Before taking the exam, all of the following requirements must be met:
|A College Accelerator Study.com membership.|
|Completed the entire Political Science 102: American Government course and achieved 100% Course Progress.|
|Not attempted to take this exam within the last three days.|
|Have available proctored exams in this month of membership.|
|Complete the exam readiness quiz.|
Please complete all of the pre-requirements in the Pre-Exam Checklist in order to take the exam.
Exam Process Details
1. Register For Exam
Registering for the exam is simple. First, be sure you meet the system requirements. Next, you'll need to agree to the academic integrity policy. Then just confirm your name and the exam name, and you're ready to go!

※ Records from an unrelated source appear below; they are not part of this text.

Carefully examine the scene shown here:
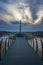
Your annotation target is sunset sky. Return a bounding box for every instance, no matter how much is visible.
[0,0,43,31]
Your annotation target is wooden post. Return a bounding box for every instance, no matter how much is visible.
[20,21,21,34]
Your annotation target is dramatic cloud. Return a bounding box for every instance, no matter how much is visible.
[0,0,43,24]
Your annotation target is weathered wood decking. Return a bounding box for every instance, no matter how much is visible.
[0,37,43,65]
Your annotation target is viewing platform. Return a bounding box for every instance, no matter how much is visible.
[0,36,43,65]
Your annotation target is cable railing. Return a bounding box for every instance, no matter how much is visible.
[0,34,16,60]
[26,36,43,60]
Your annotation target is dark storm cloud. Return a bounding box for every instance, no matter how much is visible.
[0,0,43,24]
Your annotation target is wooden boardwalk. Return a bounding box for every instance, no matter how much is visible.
[0,37,43,65]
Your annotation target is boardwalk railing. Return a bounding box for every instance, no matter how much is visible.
[0,35,16,60]
[26,36,43,60]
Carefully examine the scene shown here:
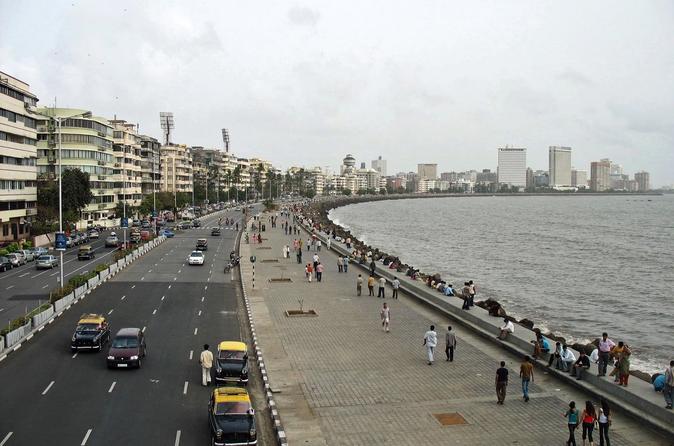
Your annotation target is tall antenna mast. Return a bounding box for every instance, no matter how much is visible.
[222,129,229,153]
[159,112,175,146]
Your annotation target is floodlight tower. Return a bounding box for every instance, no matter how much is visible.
[222,129,229,153]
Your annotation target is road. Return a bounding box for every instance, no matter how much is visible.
[0,212,270,446]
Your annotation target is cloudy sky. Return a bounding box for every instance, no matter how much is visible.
[0,0,674,186]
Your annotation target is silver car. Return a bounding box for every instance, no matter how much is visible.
[35,255,59,269]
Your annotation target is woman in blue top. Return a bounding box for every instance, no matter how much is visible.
[564,401,578,446]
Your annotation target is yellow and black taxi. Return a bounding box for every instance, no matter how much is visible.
[70,314,110,352]
[215,341,248,384]
[208,387,257,446]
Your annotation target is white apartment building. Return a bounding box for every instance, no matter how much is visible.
[498,146,527,187]
[0,72,37,241]
[548,146,572,188]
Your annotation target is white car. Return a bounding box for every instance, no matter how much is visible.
[187,251,204,265]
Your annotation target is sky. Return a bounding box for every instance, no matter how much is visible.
[0,0,674,187]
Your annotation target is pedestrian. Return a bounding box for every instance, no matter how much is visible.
[597,398,611,446]
[520,356,534,403]
[377,277,386,299]
[597,332,615,376]
[580,401,597,446]
[495,361,508,405]
[420,326,438,365]
[367,276,374,296]
[379,302,391,333]
[199,344,213,386]
[564,401,578,446]
[445,325,456,362]
[662,360,674,409]
[391,277,400,299]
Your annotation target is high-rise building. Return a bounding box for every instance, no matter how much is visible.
[0,72,37,241]
[417,164,438,180]
[548,146,571,188]
[37,108,115,228]
[498,147,527,187]
[372,156,386,177]
[634,170,651,192]
[590,160,611,192]
[571,169,587,189]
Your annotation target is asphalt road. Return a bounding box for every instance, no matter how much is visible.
[0,212,266,446]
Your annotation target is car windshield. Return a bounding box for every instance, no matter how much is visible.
[215,401,250,416]
[75,324,98,333]
[218,350,246,361]
[112,338,138,348]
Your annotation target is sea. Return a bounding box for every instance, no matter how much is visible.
[329,194,674,373]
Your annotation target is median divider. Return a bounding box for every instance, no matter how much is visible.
[0,235,166,361]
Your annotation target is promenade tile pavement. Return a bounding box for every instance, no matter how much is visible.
[241,217,663,445]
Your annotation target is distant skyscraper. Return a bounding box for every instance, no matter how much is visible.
[498,147,527,187]
[590,160,611,192]
[372,156,386,177]
[548,146,571,187]
[634,170,651,192]
[417,164,438,180]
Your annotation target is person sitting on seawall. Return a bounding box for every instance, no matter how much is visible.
[497,318,515,341]
[559,344,576,372]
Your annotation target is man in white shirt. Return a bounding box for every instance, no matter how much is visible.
[498,319,515,340]
[199,344,213,386]
[424,325,438,365]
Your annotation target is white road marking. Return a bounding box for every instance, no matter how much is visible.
[42,381,54,395]
[80,429,93,446]
[0,431,13,446]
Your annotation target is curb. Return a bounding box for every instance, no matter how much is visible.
[0,237,166,362]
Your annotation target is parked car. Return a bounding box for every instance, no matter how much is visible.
[187,251,204,265]
[0,256,14,272]
[70,314,110,352]
[208,387,257,446]
[215,341,248,384]
[77,245,96,260]
[107,328,147,368]
[35,255,59,269]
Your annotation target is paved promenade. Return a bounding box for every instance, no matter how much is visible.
[241,216,674,445]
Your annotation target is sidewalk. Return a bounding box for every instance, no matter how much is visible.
[241,217,671,445]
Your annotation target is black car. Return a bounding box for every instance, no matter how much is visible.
[208,387,257,446]
[70,314,110,352]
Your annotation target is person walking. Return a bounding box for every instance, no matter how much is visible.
[564,401,578,446]
[597,332,615,376]
[391,277,400,299]
[377,277,386,299]
[520,356,534,403]
[495,361,508,405]
[379,302,391,333]
[445,325,456,362]
[597,398,611,446]
[662,360,674,409]
[580,401,597,446]
[420,326,438,365]
[199,344,213,386]
[316,261,323,282]
[367,276,374,296]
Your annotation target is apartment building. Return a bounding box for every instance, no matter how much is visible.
[0,72,38,242]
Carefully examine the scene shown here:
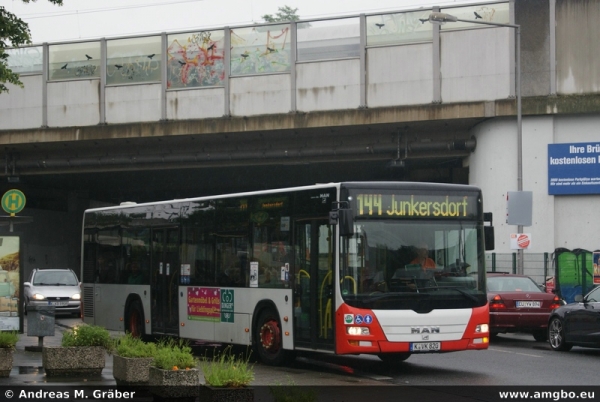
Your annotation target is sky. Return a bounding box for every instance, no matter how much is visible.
[0,0,485,44]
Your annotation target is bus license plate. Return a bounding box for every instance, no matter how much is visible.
[410,342,440,352]
[517,301,541,308]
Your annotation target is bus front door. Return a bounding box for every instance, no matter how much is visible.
[151,227,179,335]
[294,219,335,350]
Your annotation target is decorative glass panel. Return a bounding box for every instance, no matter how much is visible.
[366,10,433,46]
[106,36,161,85]
[440,2,510,30]
[6,46,44,74]
[48,42,100,81]
[231,24,290,75]
[167,31,225,88]
[297,17,360,61]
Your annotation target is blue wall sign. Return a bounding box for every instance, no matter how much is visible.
[548,142,600,195]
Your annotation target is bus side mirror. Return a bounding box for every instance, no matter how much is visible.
[483,226,496,251]
[483,212,496,251]
[329,204,354,237]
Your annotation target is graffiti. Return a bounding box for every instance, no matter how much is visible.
[167,31,225,88]
[106,53,160,85]
[231,25,290,75]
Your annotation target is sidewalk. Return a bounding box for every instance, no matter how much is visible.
[0,320,386,388]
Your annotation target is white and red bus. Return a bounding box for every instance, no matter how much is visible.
[81,182,493,365]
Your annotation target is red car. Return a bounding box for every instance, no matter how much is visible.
[487,273,562,342]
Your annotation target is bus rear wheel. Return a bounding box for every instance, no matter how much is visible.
[254,309,293,366]
[125,300,146,339]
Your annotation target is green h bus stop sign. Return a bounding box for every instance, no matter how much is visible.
[2,190,26,215]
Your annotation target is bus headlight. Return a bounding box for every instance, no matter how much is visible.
[346,327,371,335]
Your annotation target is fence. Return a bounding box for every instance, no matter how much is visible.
[485,253,556,285]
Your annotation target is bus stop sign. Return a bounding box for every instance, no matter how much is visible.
[2,190,25,215]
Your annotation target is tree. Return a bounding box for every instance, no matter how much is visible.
[0,0,63,93]
[262,6,300,22]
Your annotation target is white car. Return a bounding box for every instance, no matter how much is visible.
[23,268,81,316]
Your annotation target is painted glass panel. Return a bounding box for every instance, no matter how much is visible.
[167,30,225,88]
[6,46,44,74]
[366,10,433,46]
[231,24,290,75]
[441,2,510,30]
[106,36,161,85]
[297,18,360,61]
[48,42,100,81]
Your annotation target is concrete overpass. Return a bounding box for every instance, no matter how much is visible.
[0,0,600,274]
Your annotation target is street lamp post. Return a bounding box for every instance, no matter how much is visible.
[429,12,523,274]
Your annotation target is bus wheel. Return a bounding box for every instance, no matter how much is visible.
[377,353,410,366]
[125,300,146,338]
[254,309,291,366]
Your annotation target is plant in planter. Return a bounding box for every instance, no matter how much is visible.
[148,339,200,398]
[0,331,19,377]
[200,346,254,401]
[113,333,156,385]
[42,325,114,377]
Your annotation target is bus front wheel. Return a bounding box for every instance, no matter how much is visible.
[254,309,293,366]
[126,300,146,339]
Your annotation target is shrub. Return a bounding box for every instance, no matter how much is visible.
[152,339,197,370]
[61,325,114,352]
[200,346,254,388]
[0,331,19,349]
[115,333,156,357]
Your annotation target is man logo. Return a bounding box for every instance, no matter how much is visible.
[410,327,440,334]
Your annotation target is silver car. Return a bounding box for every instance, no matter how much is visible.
[23,268,81,315]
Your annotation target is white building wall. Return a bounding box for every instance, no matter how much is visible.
[367,43,433,107]
[296,59,360,112]
[48,80,100,127]
[230,74,292,116]
[440,28,515,103]
[167,88,225,120]
[0,75,43,130]
[105,84,161,124]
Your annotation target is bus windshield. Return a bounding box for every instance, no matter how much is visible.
[340,220,485,310]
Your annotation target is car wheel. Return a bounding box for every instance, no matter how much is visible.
[377,353,410,367]
[254,308,294,366]
[548,317,573,352]
[533,330,548,342]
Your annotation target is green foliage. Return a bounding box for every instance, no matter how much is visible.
[269,376,317,402]
[0,331,19,349]
[0,0,63,93]
[115,333,156,357]
[200,346,254,388]
[152,339,198,370]
[61,325,114,352]
[262,6,300,22]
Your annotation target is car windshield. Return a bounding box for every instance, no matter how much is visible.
[487,276,542,292]
[33,271,77,286]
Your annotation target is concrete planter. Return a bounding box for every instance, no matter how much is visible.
[199,385,254,402]
[148,367,200,400]
[113,355,154,385]
[0,348,14,377]
[42,346,106,377]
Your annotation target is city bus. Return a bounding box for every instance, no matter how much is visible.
[81,182,493,365]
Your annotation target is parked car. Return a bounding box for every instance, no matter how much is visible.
[23,268,81,315]
[548,286,600,351]
[487,273,562,342]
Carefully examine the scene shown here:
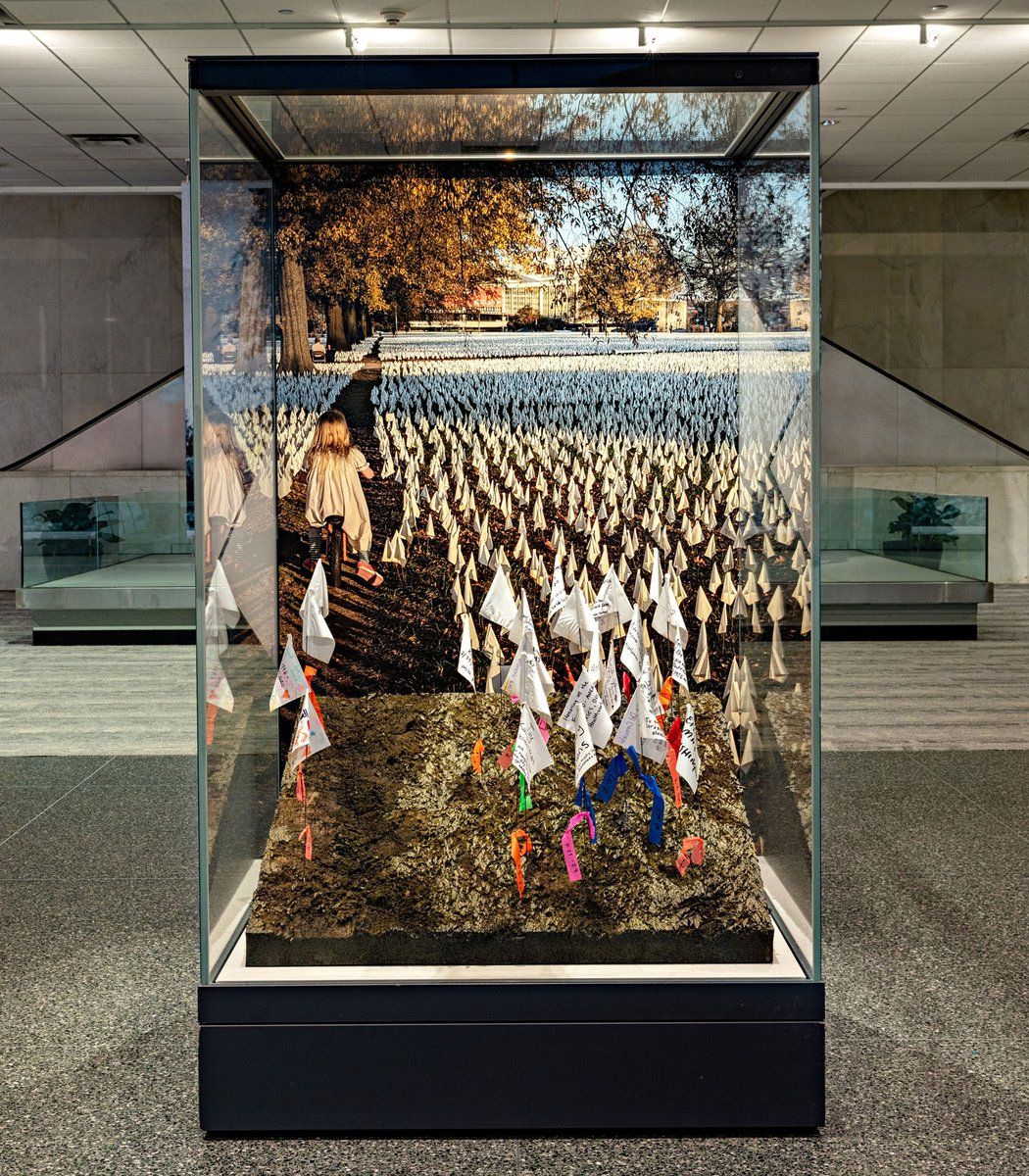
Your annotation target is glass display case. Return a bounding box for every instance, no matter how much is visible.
[190,54,824,1130]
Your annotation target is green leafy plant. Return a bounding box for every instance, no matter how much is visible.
[889,494,960,552]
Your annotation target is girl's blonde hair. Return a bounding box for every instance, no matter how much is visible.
[202,408,243,463]
[307,408,354,468]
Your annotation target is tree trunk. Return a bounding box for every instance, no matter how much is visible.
[278,251,314,375]
[324,299,351,352]
[343,299,361,343]
[235,251,269,371]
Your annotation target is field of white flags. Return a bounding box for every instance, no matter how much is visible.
[241,334,811,936]
[269,333,810,763]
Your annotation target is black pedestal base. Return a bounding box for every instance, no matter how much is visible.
[200,981,824,1134]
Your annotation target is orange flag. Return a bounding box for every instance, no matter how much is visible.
[511,829,533,899]
[658,676,675,710]
[304,665,324,727]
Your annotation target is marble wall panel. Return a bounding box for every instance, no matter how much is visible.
[0,472,71,592]
[0,195,182,465]
[823,464,1029,584]
[60,196,182,374]
[0,195,61,373]
[0,376,61,466]
[822,189,1029,463]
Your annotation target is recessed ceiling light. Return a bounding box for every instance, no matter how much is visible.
[65,130,143,147]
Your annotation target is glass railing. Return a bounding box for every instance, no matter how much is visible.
[822,486,989,583]
[22,494,193,588]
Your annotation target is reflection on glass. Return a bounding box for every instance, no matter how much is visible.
[193,104,278,983]
[822,486,988,582]
[245,93,768,158]
[730,110,817,963]
[192,80,817,975]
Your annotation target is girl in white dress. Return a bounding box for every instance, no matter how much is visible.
[305,408,382,588]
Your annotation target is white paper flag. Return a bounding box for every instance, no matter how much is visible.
[601,641,622,715]
[207,560,240,628]
[547,559,568,621]
[575,702,596,784]
[504,649,551,718]
[300,595,336,662]
[512,706,554,783]
[593,568,633,633]
[653,571,686,641]
[286,694,331,768]
[307,560,329,616]
[478,564,518,633]
[558,670,613,747]
[671,633,689,690]
[458,612,475,690]
[675,704,700,795]
[551,584,596,653]
[207,654,235,710]
[622,605,647,677]
[615,688,668,763]
[269,633,308,710]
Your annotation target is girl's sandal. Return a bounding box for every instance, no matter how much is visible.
[358,560,382,588]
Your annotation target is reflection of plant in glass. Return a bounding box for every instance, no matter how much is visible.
[889,494,960,552]
[35,502,122,543]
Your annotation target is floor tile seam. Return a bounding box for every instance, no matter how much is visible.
[0,755,117,849]
[907,748,1029,845]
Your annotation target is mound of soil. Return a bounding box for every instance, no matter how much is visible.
[247,694,772,965]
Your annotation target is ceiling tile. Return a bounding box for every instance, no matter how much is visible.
[0,28,58,70]
[451,28,553,53]
[4,82,96,106]
[4,0,122,24]
[360,25,451,54]
[878,0,996,14]
[313,0,447,19]
[775,0,898,20]
[75,68,182,90]
[139,28,251,57]
[447,0,550,15]
[947,24,1029,66]
[667,0,776,20]
[94,85,186,106]
[118,0,231,23]
[754,25,862,77]
[246,24,347,55]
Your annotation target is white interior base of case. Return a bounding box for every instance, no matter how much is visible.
[211,858,811,984]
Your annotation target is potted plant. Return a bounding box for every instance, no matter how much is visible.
[882,494,960,569]
[35,500,122,580]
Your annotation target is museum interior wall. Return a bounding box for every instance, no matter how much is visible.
[822,188,1029,449]
[0,194,184,590]
[822,343,1029,583]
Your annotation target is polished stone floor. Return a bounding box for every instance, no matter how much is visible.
[0,752,1029,1176]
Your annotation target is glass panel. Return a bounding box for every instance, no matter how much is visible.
[192,99,278,977]
[822,486,988,583]
[22,494,193,589]
[194,74,818,978]
[237,93,768,159]
[725,86,818,966]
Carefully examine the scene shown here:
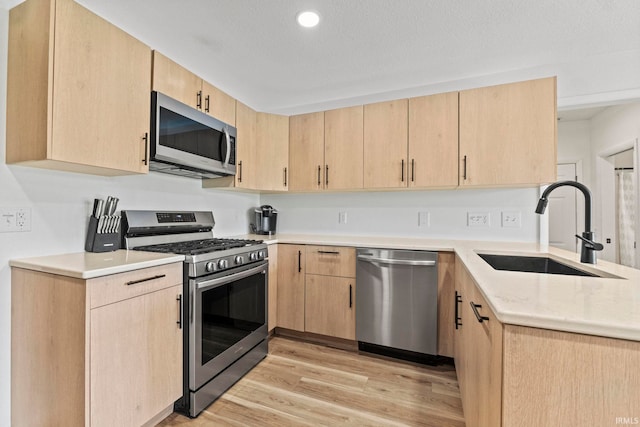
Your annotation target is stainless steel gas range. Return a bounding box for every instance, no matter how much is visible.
[122,210,269,417]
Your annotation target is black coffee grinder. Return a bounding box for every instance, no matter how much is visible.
[254,205,278,235]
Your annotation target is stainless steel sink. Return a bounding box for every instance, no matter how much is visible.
[478,254,609,277]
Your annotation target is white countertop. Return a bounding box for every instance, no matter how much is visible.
[9,249,184,279]
[242,234,640,341]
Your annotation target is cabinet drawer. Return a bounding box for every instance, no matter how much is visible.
[306,246,356,277]
[87,262,182,308]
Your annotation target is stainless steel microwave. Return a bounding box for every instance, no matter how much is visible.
[149,91,237,178]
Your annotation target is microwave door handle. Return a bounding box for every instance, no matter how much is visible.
[222,127,231,166]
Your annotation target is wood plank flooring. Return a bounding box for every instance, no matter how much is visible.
[159,337,464,427]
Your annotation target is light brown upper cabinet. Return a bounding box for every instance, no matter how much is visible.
[289,105,364,191]
[202,80,236,126]
[255,113,289,191]
[202,106,290,191]
[289,111,325,191]
[460,77,557,187]
[234,102,258,189]
[324,105,364,190]
[364,99,409,188]
[153,51,236,126]
[6,0,151,175]
[406,92,458,188]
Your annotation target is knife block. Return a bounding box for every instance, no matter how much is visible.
[84,216,120,252]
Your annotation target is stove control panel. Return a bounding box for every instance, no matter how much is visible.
[187,245,269,277]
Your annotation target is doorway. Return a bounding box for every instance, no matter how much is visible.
[609,148,636,267]
[597,140,640,268]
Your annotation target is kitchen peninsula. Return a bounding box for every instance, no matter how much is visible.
[250,234,640,427]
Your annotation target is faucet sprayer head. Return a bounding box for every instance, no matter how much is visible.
[536,197,549,215]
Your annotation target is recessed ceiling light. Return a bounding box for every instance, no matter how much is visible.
[296,10,320,28]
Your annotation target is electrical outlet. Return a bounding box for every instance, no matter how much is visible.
[467,212,491,227]
[0,208,31,233]
[502,211,522,228]
[338,211,347,224]
[418,211,431,228]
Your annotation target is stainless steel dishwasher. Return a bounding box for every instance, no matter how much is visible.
[356,248,438,358]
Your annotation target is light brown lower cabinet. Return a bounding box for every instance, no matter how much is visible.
[11,263,182,427]
[276,244,305,332]
[267,245,278,331]
[454,260,640,427]
[304,274,356,340]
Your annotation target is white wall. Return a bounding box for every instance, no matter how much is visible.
[0,9,259,426]
[260,188,539,242]
[590,103,640,261]
[558,120,592,187]
[558,102,640,261]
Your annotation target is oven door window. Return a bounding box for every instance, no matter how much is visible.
[201,274,266,365]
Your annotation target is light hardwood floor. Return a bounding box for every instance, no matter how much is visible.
[155,337,464,427]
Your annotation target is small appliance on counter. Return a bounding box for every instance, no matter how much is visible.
[252,205,278,235]
[84,196,120,252]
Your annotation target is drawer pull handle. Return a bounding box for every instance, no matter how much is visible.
[462,156,467,181]
[176,294,182,329]
[349,285,353,308]
[469,301,489,323]
[455,291,462,329]
[127,274,167,286]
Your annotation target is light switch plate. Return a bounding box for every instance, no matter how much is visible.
[338,211,347,224]
[0,208,31,233]
[467,212,491,227]
[502,211,522,228]
[418,211,431,228]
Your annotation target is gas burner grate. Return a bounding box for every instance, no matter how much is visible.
[134,239,262,255]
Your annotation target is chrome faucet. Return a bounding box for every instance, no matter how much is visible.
[536,181,604,264]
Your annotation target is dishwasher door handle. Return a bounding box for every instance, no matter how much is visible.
[358,255,436,267]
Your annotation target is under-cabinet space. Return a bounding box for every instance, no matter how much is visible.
[6,0,151,175]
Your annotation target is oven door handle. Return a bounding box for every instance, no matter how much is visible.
[196,263,268,291]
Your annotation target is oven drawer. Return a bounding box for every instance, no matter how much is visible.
[87,262,182,308]
[306,246,356,277]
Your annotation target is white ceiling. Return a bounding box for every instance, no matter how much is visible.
[0,0,640,113]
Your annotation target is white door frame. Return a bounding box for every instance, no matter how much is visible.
[594,138,640,268]
[538,160,584,251]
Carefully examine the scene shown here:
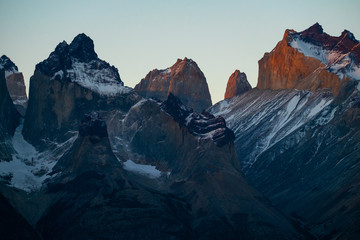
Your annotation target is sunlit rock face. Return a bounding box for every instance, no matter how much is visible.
[135,58,212,112]
[0,55,27,117]
[257,23,360,95]
[224,70,251,99]
[209,24,360,239]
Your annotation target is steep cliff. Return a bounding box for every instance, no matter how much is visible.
[0,55,27,117]
[0,69,20,162]
[257,24,360,95]
[23,34,141,147]
[135,58,212,112]
[224,70,251,99]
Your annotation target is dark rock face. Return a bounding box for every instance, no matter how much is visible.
[35,33,115,80]
[161,93,235,147]
[0,69,20,135]
[108,95,301,239]
[257,24,360,95]
[79,112,107,137]
[0,55,27,117]
[210,85,360,239]
[0,194,40,240]
[0,69,20,162]
[135,58,212,112]
[224,70,251,99]
[23,34,141,147]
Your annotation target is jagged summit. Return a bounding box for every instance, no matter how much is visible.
[135,57,212,112]
[35,33,129,96]
[289,23,360,58]
[224,70,251,99]
[0,55,19,75]
[257,23,360,95]
[69,33,98,62]
[161,93,235,147]
[0,55,28,116]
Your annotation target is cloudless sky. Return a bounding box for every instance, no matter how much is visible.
[0,0,360,103]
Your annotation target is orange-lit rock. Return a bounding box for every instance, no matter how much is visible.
[135,58,212,112]
[224,70,251,99]
[257,24,360,95]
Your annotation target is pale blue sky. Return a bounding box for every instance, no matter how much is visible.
[0,0,360,103]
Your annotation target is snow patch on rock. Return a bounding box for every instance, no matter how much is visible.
[290,37,360,80]
[65,60,131,96]
[123,159,170,179]
[0,123,77,192]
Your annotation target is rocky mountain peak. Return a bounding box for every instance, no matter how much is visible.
[257,23,360,95]
[225,70,251,99]
[0,55,19,72]
[135,58,212,112]
[69,33,98,62]
[35,33,125,96]
[303,22,324,34]
[79,112,108,137]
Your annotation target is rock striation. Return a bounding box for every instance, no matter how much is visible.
[257,23,360,95]
[224,70,251,99]
[161,93,235,147]
[135,58,212,112]
[0,55,28,117]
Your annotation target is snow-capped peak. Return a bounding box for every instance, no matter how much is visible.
[36,33,131,96]
[0,55,19,77]
[289,24,360,80]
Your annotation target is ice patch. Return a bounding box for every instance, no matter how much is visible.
[123,159,169,178]
[308,99,332,117]
[51,59,131,96]
[290,37,360,80]
[0,123,76,192]
[286,95,300,114]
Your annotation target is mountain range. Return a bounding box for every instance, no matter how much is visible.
[0,23,360,239]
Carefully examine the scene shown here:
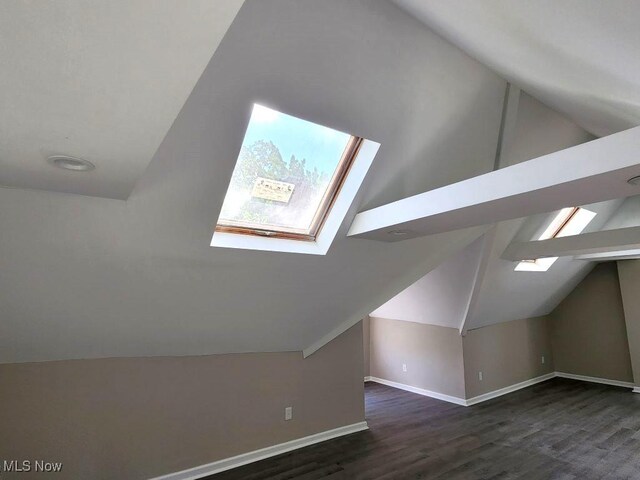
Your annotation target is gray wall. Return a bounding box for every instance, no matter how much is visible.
[370,317,464,398]
[618,260,640,386]
[463,317,554,398]
[362,315,371,377]
[0,324,364,480]
[551,262,638,382]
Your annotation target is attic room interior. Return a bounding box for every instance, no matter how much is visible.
[0,0,640,480]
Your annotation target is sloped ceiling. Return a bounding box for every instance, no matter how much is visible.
[0,0,505,362]
[394,0,640,136]
[371,92,638,330]
[0,0,243,199]
[371,236,484,329]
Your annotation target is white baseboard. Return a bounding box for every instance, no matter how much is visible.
[556,372,635,388]
[368,377,466,406]
[152,422,369,480]
[466,372,556,407]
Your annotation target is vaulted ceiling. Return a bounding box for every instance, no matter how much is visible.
[0,0,633,362]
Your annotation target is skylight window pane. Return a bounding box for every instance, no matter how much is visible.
[515,207,596,272]
[217,104,360,239]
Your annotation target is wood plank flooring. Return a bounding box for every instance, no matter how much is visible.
[207,378,640,480]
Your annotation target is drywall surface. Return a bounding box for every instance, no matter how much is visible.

2. Download Software Secure
You'll receive an unique access code. Please write this down — you'll need it to take the exam. Then download Software Secure and follow the installation instructions.
3. Take Exam
The exam contains 50 - 100 multiple choice questions. You will have two hours to complete the exam, so don't start until you're sure you can complete the entire thing. And remember to pace yourself!
4. Get Exam Results
We will send you an email with your official exam results within 1 to 2 weeks. If you would like to raise your grade after receiving your exam results, you can retake quizzes with fewer than 3 attempts. You will then need to retake the final exam.